There are those who will agree with Hathaway’s decision. After all, hangovers get worse with age (and worse again with kids), right?
On the other hand, there are those who wish the actress would keep her simon-pure thoughts to herself — don’t mothers have enough to feel guilty about?
And then there are the people — myself included — who couldn’t care less about her abstemiousness. They’re much more intrigued by the misguided notion that she only has to get her son to college-going age before she can enjoy a boozy retirement.
Hathaway says she wants to focus on raising her son before she starts drinking again. And while that all sounds very honourable, it also reeks of the “get them to 18” mindset that some parents labour under.
Granted, most parents see parenthood as a lifelong commitment, but there are others who consider it to be an 18-year commitment after which a child stands on their own two feet.
Financial surveys are partly to blame. They tally up how much it costs to raise a child until the age of 18, with no consideration for the rise of adult children living at home, the death of the permanent, pensionable job and the prevalence of socially inept gaming addicts.
From a legal point of view, parents are no longer financially responsible for their children once they turn 18. However, the economic landscape doesn’t always make the transition easy.
Eighteen might be the legal age of adulthood but emotional adulthood tends to come a lot later.
It’s worth remembering that 18-year-old men have only recently matured beyond the habit of drawing penis doodles in copy books — albeit beautifully rendered ones.
Likewise, 18-year-old women are only a few years beyond etching love hearts while bored in class.
Sure, they can leave home, marry and register to vote, but they’re a long way away from rational decision-making and emotional maturity.
We now know that it takes almost 30 years for the brain to reach full maturity. The prefrontal cortex — the part of the brain that helps to curb impulsive behaviour — continues to grow long after a person’s 18th birthday.

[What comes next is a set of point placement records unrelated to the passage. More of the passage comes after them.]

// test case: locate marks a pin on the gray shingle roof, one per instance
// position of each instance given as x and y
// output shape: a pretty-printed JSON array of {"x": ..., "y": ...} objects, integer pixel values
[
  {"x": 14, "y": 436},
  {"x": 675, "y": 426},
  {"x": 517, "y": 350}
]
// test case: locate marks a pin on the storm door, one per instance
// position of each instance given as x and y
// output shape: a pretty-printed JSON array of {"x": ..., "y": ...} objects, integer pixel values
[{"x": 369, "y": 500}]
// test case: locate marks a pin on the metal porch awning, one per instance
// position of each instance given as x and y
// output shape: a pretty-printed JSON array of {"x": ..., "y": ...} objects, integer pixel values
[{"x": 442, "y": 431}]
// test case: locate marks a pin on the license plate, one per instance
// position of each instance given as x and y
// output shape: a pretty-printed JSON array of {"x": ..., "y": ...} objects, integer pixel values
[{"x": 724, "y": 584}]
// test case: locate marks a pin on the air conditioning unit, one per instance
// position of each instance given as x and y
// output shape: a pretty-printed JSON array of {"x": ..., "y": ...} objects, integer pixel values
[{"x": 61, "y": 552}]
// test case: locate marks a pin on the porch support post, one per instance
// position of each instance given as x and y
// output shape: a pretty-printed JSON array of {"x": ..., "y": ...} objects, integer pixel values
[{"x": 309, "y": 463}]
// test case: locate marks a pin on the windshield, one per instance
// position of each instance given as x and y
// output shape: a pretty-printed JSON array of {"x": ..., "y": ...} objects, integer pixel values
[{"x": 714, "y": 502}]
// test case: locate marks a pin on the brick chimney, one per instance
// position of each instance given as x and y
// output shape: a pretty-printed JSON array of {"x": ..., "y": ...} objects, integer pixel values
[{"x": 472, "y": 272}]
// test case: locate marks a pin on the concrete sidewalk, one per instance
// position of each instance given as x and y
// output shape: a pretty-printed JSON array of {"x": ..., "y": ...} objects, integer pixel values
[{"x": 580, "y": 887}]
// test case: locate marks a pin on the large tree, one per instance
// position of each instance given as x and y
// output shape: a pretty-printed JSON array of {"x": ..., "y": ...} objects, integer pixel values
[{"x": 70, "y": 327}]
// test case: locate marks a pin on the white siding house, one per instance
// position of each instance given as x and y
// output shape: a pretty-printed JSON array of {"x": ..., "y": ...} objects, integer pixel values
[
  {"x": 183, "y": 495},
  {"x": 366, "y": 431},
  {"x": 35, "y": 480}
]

There are many groups who would like to see this research informing policy, but still we have parents who believe that 18 is the magical age at which a child becomes a fully-fledged adult.
This is the very rationale that encourages parents to delay divorce until their youngest child turns 18. They expect their young adult to be emotionally evolved enough to handle the news, but it doesn’t always go the way they might have planned.
The adult children of divorce — or ‘Acods’ as they are otherwise known — aren’t immune to the emotional trauma that divorce brings. In fact, some would argue that it’s just as hard on them — if not harder.
They still experience the burden of pain, guilt and anger. What’s more, they’re expected to have an “adult” reaction that often involves tending to the parent who finds it most difficult to cope.
It’s easy to understand why some parents think of parenthood as an 18-year commitment. Faced with the unremitting attendance to another human being, they need a milestone — a point at which they can let go of the pressure and start living again.
The trouble, of course, is that you can’t put a deadline on a child’s emotional development, just as you can’t sublimate your own needs into an 18-year crash course in parenting.
There is a long list of life skills that a person should acquire by the age of 18, but the ability to withstand hurt and understand parental folly has never been age-dependent.